EGIPTO: EL TACTO DE LAS MOMIAS DE AL KHARGA



Uno termina por acostumbrarse a la paz y el silencio del desierto. Y una buena cena y unas horas de sueño después de un baño en cualquiera de las fuentes termales del oasis repone las fuerzas del viajero más agotado. Así que tras llenar el depósito de gasolina y aprovisionamos de agua, fruta y dátiles, retomamos viaje hacia el sur. 

Casi doscientos kilómetros nos separaban del siguiente oasis: Al Kharga. Al Kharga es el más aislado y extenso de los oasis. Una depresión del terreno de treinta por doscientos kilómetros en plena ruta de las caravanas que unían Egipto y Sudán. Unas sesenta mil personas viven en Al Kharga. Entre ellos una notable comunidad nubia. Por fin tomamos contacto con los egipcios negros, a los que me encontraría más tarde en algunas zonas del Nilo. 

Por supuesto hay muchas cosas que ver en este oasis, el último antes de que abandonemos el desierto para llegar a la cuenca del río Nilo: el Museo de Antigüedades, el templo de Hibis, el monasterio de Al Kashef, etc. Aunque confieso que yo presté más atención a la tumba del santón Naser Dim, cuyo mausoleo se encuentra en la mezquita. Y por supuesto, a la extraordinaria necrópolis cristiana de Al Bagawat, donde encontramos las pinturas cristianas más antiguas del continente. 

En realidad existen algunas pinturas de coronas de laurel y otros elementos menores que decoran algunos ataúdes de las momias exhumadas en el oasis de Al Fayum y que son un siglo anteriores a estos ricos y elaborados frescos cristianos de Bagawat. Pero no hay punto de comparación. En esta necrópolis copta existen también momias. Y en este caso puedo dar testimonio no sólo por haberlas visto y fotografiados sino como santo Tomás, por haber puesto literalmente el dedo en las llagas... Con los contactos adecuados, y en este caso sin necesidad de sobornos, mis guías consiguieron que accediese al interior de algunas de las tumbas más antiguas de Bagawat. 

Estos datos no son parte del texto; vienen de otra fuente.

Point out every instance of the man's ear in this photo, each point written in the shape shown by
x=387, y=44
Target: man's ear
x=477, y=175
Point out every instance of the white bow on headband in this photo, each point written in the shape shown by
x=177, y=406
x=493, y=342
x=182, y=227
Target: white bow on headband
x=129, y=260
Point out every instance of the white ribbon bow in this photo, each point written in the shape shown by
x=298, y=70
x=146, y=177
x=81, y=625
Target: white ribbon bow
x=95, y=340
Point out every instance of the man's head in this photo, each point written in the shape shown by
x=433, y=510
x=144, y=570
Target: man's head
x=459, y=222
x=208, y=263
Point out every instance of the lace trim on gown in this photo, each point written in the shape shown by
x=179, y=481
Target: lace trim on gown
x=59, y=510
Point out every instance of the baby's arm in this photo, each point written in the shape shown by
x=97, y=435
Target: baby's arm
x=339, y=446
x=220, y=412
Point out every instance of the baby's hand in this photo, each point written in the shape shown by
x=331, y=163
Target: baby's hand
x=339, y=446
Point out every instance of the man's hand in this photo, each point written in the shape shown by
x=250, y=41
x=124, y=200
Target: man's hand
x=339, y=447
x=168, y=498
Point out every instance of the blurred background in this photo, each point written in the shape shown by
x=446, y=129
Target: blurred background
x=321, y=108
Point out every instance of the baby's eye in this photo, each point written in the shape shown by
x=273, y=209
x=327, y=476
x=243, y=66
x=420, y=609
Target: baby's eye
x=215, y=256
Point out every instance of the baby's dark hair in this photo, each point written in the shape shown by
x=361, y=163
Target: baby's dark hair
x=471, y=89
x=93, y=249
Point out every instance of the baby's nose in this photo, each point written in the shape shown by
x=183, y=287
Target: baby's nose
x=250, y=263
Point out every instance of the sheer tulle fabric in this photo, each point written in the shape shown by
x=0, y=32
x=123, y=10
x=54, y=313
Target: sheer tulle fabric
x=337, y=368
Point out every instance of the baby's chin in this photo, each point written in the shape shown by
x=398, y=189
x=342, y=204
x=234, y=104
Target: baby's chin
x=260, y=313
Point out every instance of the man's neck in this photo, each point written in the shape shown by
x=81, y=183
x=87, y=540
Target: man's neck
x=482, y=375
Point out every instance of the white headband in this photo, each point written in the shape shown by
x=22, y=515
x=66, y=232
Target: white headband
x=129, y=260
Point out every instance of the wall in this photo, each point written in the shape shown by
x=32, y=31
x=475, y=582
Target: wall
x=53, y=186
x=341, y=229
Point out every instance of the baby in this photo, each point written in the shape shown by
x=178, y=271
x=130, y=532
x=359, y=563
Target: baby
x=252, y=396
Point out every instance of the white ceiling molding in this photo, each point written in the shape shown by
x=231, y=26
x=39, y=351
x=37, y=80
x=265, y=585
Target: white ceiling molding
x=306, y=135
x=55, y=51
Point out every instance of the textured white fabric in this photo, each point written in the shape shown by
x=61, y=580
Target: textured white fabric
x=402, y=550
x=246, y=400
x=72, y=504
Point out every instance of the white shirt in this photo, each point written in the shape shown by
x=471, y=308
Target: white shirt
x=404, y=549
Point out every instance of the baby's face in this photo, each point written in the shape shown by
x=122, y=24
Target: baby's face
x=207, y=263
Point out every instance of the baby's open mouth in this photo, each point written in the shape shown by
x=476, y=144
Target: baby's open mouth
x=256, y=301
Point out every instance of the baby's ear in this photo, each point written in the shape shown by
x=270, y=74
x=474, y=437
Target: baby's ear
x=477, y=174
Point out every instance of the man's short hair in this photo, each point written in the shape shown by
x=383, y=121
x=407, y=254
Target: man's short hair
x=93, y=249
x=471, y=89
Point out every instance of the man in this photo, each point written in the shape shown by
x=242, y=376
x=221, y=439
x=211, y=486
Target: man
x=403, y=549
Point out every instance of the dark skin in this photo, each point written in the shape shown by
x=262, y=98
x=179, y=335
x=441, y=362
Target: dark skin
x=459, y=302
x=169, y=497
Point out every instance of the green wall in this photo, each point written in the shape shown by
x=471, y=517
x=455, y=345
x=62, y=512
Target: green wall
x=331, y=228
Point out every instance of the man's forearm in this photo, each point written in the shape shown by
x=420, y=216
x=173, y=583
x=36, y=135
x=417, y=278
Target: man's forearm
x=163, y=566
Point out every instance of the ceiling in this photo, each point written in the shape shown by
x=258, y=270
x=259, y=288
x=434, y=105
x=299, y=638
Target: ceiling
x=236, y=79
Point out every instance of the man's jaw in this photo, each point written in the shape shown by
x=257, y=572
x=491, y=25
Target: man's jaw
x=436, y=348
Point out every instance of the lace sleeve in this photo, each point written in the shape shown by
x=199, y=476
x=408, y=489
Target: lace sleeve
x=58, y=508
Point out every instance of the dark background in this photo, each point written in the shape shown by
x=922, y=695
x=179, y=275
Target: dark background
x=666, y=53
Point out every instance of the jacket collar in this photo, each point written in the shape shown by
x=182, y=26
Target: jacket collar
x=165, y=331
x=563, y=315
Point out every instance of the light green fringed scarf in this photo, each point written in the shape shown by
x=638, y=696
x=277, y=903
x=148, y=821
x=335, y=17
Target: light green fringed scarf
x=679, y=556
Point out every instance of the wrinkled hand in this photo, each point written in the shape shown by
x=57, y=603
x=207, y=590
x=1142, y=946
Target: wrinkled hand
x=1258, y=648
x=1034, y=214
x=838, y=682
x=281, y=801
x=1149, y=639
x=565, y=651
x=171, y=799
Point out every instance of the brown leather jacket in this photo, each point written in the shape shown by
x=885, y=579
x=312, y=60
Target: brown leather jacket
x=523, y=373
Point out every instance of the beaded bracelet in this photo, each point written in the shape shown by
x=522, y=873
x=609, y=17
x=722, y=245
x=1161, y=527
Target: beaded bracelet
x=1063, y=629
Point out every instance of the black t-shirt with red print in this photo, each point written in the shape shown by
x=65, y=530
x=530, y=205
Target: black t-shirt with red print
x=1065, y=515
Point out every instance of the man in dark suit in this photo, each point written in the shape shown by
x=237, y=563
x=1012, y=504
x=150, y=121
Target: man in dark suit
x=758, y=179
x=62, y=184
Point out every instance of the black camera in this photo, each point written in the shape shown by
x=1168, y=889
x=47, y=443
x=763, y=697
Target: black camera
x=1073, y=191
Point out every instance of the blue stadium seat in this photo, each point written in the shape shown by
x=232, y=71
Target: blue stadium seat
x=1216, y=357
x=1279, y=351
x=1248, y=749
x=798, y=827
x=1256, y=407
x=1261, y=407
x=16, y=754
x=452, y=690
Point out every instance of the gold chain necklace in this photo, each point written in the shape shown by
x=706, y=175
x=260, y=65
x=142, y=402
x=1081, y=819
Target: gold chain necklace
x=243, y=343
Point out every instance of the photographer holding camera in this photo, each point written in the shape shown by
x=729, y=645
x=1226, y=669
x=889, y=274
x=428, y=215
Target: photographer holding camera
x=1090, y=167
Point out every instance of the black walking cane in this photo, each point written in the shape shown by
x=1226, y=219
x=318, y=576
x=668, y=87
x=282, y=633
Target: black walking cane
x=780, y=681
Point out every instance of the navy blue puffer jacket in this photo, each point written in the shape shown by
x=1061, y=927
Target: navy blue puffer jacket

No puedo precisar exactamente la ubicación, pero sí que llegamos en plena noche para evitar las miradas indiscretas. Me condujeron hasta una especie de túmulos situados en la periferia del oasis de Al Kharga y me señalaron con el dedo un pequeño ventanuco de no más de cincuenta centímetros de lado semienterrado en la arena. Aseguraban que hacía muchos años que nadie entraba en aquella tumba, pero sé que eso se lo dirán a todos. No obstante, era una oportunidad única en la vida. Penetrar en una tumba, alejada de los circuitos turísticos egipcios, y que, según me aseguraban mis guías, conservaba todos los frescos y pinturas, así como demás elementos funerarios originales intactos. ¡Y tan intactos...! 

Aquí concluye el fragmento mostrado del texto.